To Jun—and his father—Huangshan wasn’t just one of China’s ultimate mountain experiences or another big tourist destination to cross off your bucket list. Huangshan was something personal. Laoba could trace his ancestors back to Huizhou, the cultural region that includes Huangshan, and had even grown up in what you could arguably call the foothills of Huangshan. The importance of this was obvious to anyone who visited the family home. In the foyer, flanked by photographs of Laoba’s father and mother, hung a gaudy Graceland version of a Huangshan landscape with Day-Glo cranes and the wizened silhouette and windswept branches of the Welcoming Guests Pine. To Laoba and his son, visiting Huangshan would be like a personal genealogy tour, where part of the thrill came from rediscovering the very lands their predecessors once called home. So how could we possibly travel there without Jun’s father?
The American side of me seemed skeptical about this bride’s nightmare—taking your father-in-law with you on your honeymoon. Who would actually allow this?
But certain traditional Confucian values weighed upon me. When you’re married to a Chinese man, you soon learn the importance of filial piety, perhaps the most pervasive of these values in modern China. Filial piety roughly translates into respect for your parents and ancestors. This value is why it’s almost unheard of for Chinese children to put their parents into nursing homes in their old age. It’s also why you might hear of sons in China who send money to their parents to support them. But supporting your parents depends on what they really need in life. While Laoba received a generous pension after his retirement from teaching, he rarely had the opportunity to travel—a favorite pastime
of his not shared by his wife, a woman prone to motion sickness who preferred staying at home. Jun understood that offering a chance to travel, especially to a place so close to his heart, was perhaps the most filial thing we could do for Laoba.
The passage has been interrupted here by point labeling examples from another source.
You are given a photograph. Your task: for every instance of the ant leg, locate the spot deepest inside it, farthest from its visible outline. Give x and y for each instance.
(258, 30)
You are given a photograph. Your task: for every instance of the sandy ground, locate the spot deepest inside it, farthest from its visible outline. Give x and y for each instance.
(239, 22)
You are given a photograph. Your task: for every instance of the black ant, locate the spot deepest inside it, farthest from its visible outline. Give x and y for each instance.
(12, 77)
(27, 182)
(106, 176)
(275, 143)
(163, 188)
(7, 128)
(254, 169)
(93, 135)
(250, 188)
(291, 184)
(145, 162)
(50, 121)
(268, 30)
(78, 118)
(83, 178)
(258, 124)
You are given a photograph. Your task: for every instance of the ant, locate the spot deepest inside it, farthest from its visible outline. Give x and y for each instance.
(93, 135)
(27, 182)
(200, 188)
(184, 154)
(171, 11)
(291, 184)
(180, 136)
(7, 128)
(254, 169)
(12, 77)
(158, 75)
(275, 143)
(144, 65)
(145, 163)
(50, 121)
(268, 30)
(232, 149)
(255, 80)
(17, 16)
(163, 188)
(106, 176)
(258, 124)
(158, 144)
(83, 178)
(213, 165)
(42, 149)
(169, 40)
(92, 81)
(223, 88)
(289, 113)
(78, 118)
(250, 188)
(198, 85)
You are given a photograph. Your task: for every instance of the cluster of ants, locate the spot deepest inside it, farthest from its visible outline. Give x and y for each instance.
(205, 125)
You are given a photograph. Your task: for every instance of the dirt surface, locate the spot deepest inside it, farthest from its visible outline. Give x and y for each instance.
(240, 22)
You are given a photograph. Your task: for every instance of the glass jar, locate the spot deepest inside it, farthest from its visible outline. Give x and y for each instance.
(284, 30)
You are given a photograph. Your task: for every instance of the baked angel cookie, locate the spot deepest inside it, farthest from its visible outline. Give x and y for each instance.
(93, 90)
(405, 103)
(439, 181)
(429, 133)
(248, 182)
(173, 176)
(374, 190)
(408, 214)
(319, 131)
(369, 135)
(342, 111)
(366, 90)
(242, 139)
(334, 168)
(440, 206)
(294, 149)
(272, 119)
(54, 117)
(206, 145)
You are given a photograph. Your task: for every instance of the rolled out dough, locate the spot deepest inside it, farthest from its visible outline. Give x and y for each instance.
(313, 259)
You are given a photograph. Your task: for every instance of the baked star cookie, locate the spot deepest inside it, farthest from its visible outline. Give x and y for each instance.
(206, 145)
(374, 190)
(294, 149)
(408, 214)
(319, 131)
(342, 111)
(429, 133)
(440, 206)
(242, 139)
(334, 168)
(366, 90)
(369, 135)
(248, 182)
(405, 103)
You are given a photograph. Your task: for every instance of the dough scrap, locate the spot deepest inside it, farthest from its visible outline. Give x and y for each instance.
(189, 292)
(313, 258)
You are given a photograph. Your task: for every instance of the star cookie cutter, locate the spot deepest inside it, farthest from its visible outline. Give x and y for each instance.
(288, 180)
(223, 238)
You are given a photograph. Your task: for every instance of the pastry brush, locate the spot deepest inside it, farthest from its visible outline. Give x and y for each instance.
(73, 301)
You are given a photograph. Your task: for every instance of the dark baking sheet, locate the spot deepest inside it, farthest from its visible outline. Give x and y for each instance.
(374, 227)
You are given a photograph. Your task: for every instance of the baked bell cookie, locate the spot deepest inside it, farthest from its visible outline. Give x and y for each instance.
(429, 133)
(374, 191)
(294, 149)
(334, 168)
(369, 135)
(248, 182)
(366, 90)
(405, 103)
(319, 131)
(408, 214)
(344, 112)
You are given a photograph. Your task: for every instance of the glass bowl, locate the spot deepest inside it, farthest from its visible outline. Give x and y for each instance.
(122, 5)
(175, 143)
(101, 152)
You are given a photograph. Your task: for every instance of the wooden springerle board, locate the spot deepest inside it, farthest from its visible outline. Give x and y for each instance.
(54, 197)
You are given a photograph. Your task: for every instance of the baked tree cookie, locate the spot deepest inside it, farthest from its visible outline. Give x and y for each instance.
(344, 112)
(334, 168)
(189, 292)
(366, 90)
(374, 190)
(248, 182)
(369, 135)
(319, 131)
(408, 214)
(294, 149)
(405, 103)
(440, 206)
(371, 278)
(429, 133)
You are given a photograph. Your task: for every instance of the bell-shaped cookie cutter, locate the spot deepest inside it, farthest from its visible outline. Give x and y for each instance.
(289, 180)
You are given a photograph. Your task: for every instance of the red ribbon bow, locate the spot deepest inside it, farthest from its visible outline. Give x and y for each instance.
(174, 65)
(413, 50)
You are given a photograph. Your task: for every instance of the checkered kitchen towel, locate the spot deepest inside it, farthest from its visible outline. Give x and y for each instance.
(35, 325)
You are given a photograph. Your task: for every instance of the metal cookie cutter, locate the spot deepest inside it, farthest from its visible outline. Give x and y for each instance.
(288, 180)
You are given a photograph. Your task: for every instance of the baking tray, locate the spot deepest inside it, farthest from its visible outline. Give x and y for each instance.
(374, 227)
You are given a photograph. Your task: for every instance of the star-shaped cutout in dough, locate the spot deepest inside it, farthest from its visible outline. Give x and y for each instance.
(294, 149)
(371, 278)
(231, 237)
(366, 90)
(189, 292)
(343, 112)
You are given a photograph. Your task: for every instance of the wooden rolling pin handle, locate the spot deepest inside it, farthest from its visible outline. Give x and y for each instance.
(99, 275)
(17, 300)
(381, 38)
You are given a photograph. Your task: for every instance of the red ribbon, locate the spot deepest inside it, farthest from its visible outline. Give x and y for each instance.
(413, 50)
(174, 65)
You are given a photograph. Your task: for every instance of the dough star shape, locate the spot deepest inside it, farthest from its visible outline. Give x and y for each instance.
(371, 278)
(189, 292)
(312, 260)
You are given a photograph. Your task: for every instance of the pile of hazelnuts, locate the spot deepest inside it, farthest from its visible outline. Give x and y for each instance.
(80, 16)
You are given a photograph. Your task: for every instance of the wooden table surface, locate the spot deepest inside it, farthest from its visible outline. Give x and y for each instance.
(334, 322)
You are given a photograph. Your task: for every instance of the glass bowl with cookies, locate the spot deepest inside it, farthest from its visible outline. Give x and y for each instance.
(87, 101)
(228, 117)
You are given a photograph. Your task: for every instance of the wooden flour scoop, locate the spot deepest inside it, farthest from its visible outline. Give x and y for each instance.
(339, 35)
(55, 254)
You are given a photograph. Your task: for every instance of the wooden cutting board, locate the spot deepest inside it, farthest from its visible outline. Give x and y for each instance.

Instead of protesting Jun’s suggestion, I tucked away my American doubts behind a smile. "Yes, what a great idea!”
The truth is, my past with Laoba weighed upon me as much as filial piety itself. I thirsted for an opportunity to prove to Laoba that I could be a filial daughter-in-law. The memories of three years before still haunted me—a time when this man had serious reservations about my relationship with his son.
I’ll never forget the way Jun bounded into our apartment in Hangzhou, China back in September 2002. He had just returned from a week-long stay with his family, who lived in a rural village in Zhejiang province only hours away from Hangzhou.
"I’m so glad you’re back,” I said as I hugged him. "So, how did it go?” I thought I didn’t even need to ask, certain I could read the answer in his grin.